Farcher provides an excellent walkthrough of the problem, but maybe doesn't address your question of: "Why there are some conditions where the ball does not exit even though it loses no energy?" Here's an example of one such condition:

For simplicity say $\theta\ =\ 0$ so the ball will travel directly across the diameter of the well. Imagine the ball falls in and it is going fast ($v$) enough or the well is deep ($H$) or wide ($r$) enough that by the time the ball first hits the floor of the well it has almost reached the wall opposite the side that it entered. By the time it has rebounded to its original height at the top of the well it will not be quite at the edge of the well, and so will be unable to escape and will fall back down and continue bouncing. You could imagine that the conditions $v$, $H$, and $r$ are such that it repeats a cycle forever, never at the edge of the well when it is at maximum height.

Answer 6

You've had one side of the answer: you need to have synchrony in order to exit. But will it ever happen?

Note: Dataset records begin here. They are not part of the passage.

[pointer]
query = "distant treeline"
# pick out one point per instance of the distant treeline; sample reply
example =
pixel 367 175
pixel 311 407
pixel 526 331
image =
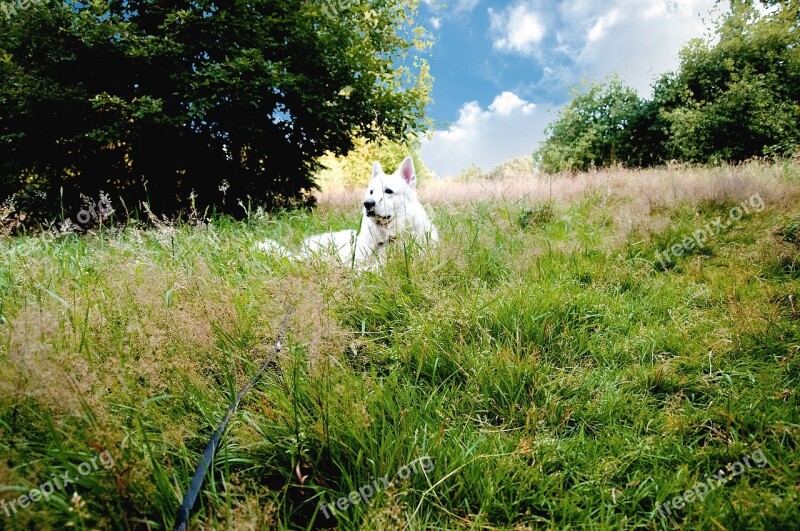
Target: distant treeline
pixel 734 97
pixel 197 104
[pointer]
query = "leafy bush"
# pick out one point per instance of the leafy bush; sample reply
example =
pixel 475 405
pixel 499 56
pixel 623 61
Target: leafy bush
pixel 154 101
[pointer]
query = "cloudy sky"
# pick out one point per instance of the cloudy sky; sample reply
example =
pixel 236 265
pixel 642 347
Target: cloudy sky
pixel 503 68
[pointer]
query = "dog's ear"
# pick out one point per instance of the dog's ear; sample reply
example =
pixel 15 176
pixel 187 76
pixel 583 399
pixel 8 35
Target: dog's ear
pixel 376 169
pixel 408 172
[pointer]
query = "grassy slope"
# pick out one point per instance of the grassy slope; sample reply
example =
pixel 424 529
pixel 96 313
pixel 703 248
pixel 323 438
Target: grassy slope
pixel 553 375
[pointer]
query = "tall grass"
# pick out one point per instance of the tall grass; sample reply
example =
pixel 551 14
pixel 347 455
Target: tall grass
pixel 555 376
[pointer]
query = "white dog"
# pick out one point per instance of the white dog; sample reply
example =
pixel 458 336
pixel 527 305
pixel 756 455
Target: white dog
pixel 391 210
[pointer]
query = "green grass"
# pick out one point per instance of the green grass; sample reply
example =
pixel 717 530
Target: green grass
pixel 555 375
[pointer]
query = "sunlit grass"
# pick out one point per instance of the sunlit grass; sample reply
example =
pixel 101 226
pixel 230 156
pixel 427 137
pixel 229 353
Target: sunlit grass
pixel 552 372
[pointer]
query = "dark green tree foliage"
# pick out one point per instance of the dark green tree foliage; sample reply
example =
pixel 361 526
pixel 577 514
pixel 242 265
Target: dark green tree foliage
pixel 733 98
pixel 597 128
pixel 738 98
pixel 151 100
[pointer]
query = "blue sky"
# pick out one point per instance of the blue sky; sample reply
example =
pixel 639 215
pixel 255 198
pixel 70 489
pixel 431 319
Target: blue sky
pixel 503 68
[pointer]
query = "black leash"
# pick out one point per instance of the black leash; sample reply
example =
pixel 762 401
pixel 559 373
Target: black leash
pixel 208 454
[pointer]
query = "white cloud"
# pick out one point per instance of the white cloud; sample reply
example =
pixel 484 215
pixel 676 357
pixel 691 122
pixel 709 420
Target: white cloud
pixel 516 29
pixel 640 39
pixel 508 128
pixel 601 27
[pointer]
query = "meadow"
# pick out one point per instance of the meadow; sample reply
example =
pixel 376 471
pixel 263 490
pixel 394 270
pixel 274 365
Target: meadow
pixel 539 368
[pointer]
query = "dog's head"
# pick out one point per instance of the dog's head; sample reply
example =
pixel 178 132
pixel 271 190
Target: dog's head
pixel 386 196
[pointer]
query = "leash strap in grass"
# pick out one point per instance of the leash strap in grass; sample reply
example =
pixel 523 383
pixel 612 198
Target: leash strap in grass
pixel 189 499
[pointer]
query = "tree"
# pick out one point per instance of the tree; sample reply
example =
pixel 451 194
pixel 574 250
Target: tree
pixel 739 97
pixel 153 100
pixel 599 127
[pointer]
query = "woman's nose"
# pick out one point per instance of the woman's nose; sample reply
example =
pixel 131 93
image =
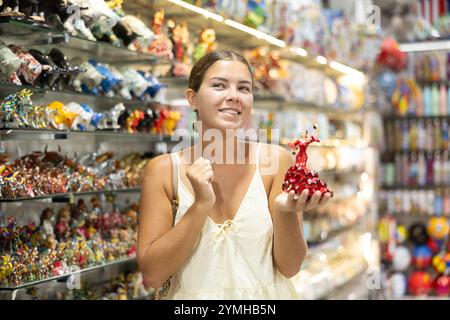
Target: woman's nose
pixel 233 94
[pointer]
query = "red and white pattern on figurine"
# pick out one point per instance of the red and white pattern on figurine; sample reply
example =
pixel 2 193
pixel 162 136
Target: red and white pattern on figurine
pixel 299 177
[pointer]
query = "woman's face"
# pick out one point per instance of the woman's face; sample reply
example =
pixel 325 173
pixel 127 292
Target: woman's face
pixel 225 98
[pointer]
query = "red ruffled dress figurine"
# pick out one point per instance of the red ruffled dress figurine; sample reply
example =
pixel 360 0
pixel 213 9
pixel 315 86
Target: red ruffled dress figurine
pixel 299 177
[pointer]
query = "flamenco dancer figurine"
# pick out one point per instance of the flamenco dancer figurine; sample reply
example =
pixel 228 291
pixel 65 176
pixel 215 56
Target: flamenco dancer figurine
pixel 299 177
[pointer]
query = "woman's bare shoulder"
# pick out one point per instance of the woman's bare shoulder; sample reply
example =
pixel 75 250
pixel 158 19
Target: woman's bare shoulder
pixel 275 150
pixel 158 171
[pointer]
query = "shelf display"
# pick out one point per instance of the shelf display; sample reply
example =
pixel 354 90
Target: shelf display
pixel 414 202
pixel 77 236
pixel 42 173
pixel 121 72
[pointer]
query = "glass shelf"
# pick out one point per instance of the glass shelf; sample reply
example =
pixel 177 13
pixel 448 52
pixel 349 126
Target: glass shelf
pixel 228 36
pixel 67 96
pixel 306 106
pixel 410 187
pixel 25 33
pixel 67 197
pixel 50 134
pixel 335 232
pixel 64 276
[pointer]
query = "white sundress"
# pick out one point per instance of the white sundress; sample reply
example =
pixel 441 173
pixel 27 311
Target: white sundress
pixel 233 260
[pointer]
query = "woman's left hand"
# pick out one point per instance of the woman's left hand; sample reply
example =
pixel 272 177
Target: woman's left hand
pixel 290 202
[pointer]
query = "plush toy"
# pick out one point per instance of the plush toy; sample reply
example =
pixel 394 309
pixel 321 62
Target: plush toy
pixel 171 122
pixel 401 258
pixel 144 36
pixel 63 118
pixel 441 262
pixel 391 56
pixel 441 285
pixel 135 82
pixel 109 80
pixel 10 8
pixel 422 257
pixel 160 46
pixel 14 109
pixel 418 233
pixel 32 9
pixel 87 81
pixel 419 283
pixel 30 69
pixel 83 120
pixel 159 122
pixel 438 227
pixel 111 120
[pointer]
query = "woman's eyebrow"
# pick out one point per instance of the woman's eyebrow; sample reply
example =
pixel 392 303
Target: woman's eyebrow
pixel 225 80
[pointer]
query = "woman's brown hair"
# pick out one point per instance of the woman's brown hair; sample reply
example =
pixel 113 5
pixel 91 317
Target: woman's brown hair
pixel 200 68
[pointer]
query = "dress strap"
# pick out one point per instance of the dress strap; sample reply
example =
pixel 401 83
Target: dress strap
pixel 258 148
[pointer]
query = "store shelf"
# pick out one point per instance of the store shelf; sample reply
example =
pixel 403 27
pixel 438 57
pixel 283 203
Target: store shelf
pixel 64 276
pixel 233 35
pixel 411 187
pixel 25 32
pixel 50 134
pixel 28 34
pixel 409 151
pixel 66 197
pixel 425 46
pixel 414 117
pixel 66 95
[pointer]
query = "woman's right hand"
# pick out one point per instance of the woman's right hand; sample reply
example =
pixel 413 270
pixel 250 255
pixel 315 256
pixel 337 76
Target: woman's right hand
pixel 200 175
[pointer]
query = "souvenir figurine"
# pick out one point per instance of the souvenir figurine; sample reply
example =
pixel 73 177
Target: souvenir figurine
pixel 14 108
pixel 419 283
pixel 30 69
pixel 146 124
pixel 87 81
pixel 50 71
pixel 159 122
pixel 111 119
pixel 10 8
pixel 144 36
pixel 438 227
pixel 171 122
pixel 32 8
pixel 160 46
pixel 179 35
pixel 9 65
pixel 206 43
pixel 299 177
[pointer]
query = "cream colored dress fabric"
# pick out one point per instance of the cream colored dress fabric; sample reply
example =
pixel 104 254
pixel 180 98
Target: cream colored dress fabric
pixel 233 260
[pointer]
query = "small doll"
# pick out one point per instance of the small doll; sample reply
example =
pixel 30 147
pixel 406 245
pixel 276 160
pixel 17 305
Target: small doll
pixel 299 177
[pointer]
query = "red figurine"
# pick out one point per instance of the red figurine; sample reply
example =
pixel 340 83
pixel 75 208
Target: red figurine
pixel 299 177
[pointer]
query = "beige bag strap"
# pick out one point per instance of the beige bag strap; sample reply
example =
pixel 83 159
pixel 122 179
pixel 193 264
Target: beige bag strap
pixel 162 292
pixel 174 159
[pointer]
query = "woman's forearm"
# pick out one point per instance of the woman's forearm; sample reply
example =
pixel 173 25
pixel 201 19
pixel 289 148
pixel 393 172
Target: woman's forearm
pixel 289 244
pixel 166 255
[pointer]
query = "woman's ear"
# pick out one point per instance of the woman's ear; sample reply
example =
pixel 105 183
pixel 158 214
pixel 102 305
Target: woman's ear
pixel 190 94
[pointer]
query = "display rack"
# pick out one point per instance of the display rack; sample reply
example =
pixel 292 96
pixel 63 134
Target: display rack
pixel 230 34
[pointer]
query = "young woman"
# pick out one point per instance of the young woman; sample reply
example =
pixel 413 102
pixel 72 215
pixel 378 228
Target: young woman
pixel 237 235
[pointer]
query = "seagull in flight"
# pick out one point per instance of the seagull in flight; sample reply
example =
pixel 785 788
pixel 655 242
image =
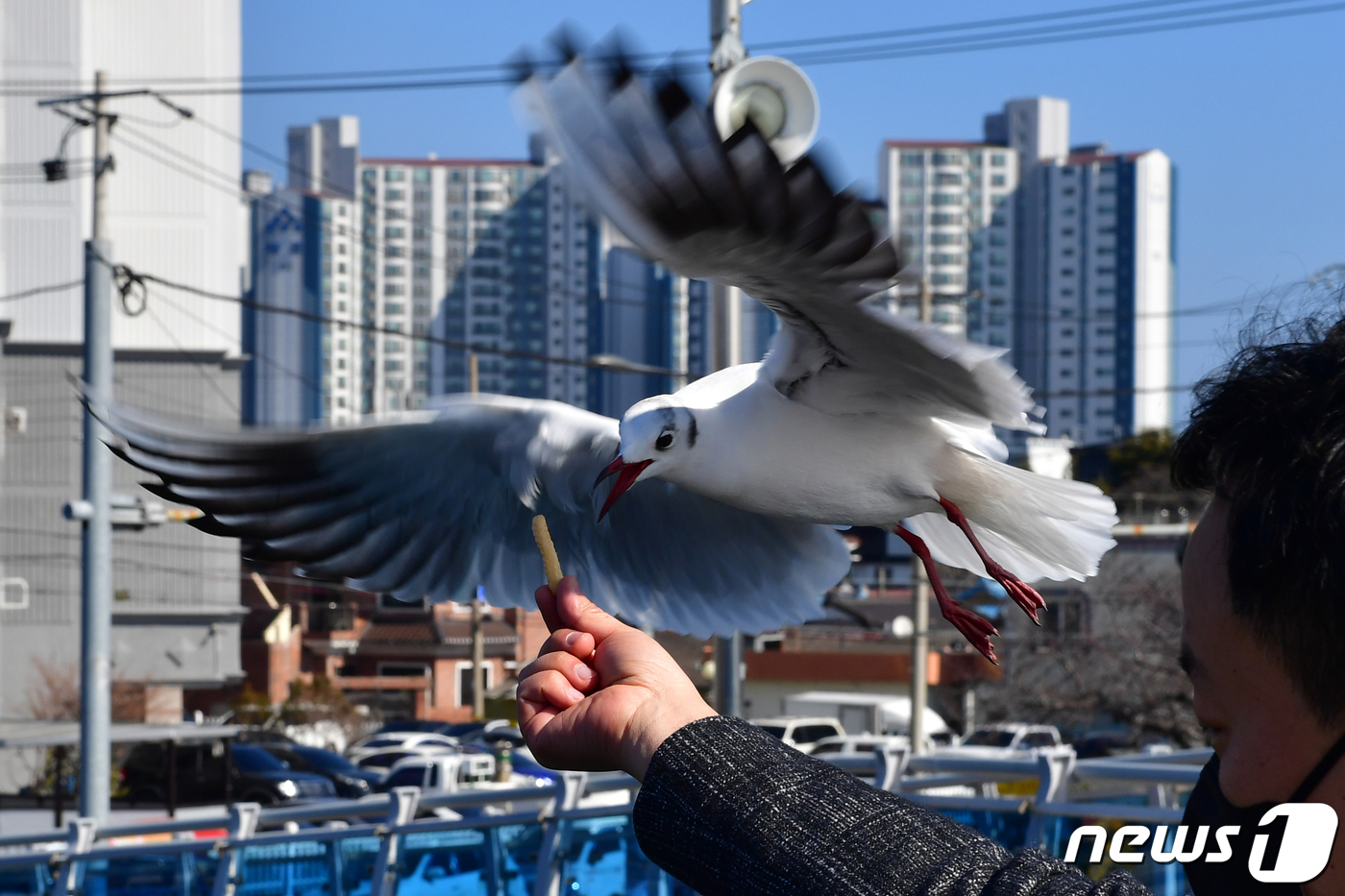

There you need some maths: you need to find integers $n,\,k$ such that $n/k = A$, with $A$ some real number depending on parameters. Since $A$ is a real number, in general no such $n$ and $k$ exist... but since the set of rational numbers is dense in the set of real numbers, you can go infinitely close to $A$. In other words, the ball will exit after infinite time, but it will exit.

Answer 7

taking gravity in mind, the ball takes following time to reach the well bottom surface. And it will take the same amount of time to return to the top surface. $$T=\sqrt{2H/g}$$

So its chance to escape is only at $$2T, 4T, 6T...2nT$$ In other time, it is travelling to the bottom face and back to the top face.

Horizontally, you want the ball at the edge of the circle when it reaches the top surface. If the ball is not on the edge, it will fall back. So we need $$k\times 2r\cos \theta = v*2nT$$. This gives the answer.

Answer 8

Answering the question: Why do we need a condition for the ball to come out of the well?

There will be only specific points in time when the ball is at its highest point (red dots). if the ball has constant horizontal velocity, then each time the ball is at its maximum point, the same horizontal distance will be covered by the ball (A = B = C). Also, the distance covered between each bounce from the wall and the next will be equal, since they will bounce off at the same angle when viewed at the top (a = b).

therefore, we must satisfy the condition
let $u$ be the horizontal distance covered every two consecutive highest point (real number),
let $w$ be the horizontal distance between two consecutive bounce from the wall (real number).
let $n$ be a positive integer which denotes how many times the maximum height is reached
let $m$ be a positive integer which is the number of times the ball bounces the wall.
we must satisfy this condition to make the ball go out:
$nu = mw$
or
$n/m=w/u$
The left side must be a rational number, which can be achieved by the ratio of any 2 integers, while the right side is a real number, which can be irrational and cannot be represented as a ratio of any 2 integer.
So in order for the ball to bounce out with any angle and speed, you must satisfy that w/u can be represented as a ratio of two integers.

EDIT (After noticing that my answer is the same as others):

You're Right, the ball should come out, if it is not a point object:

Part of the horizontal component could easily become part of the vertical component after bouncing the edge.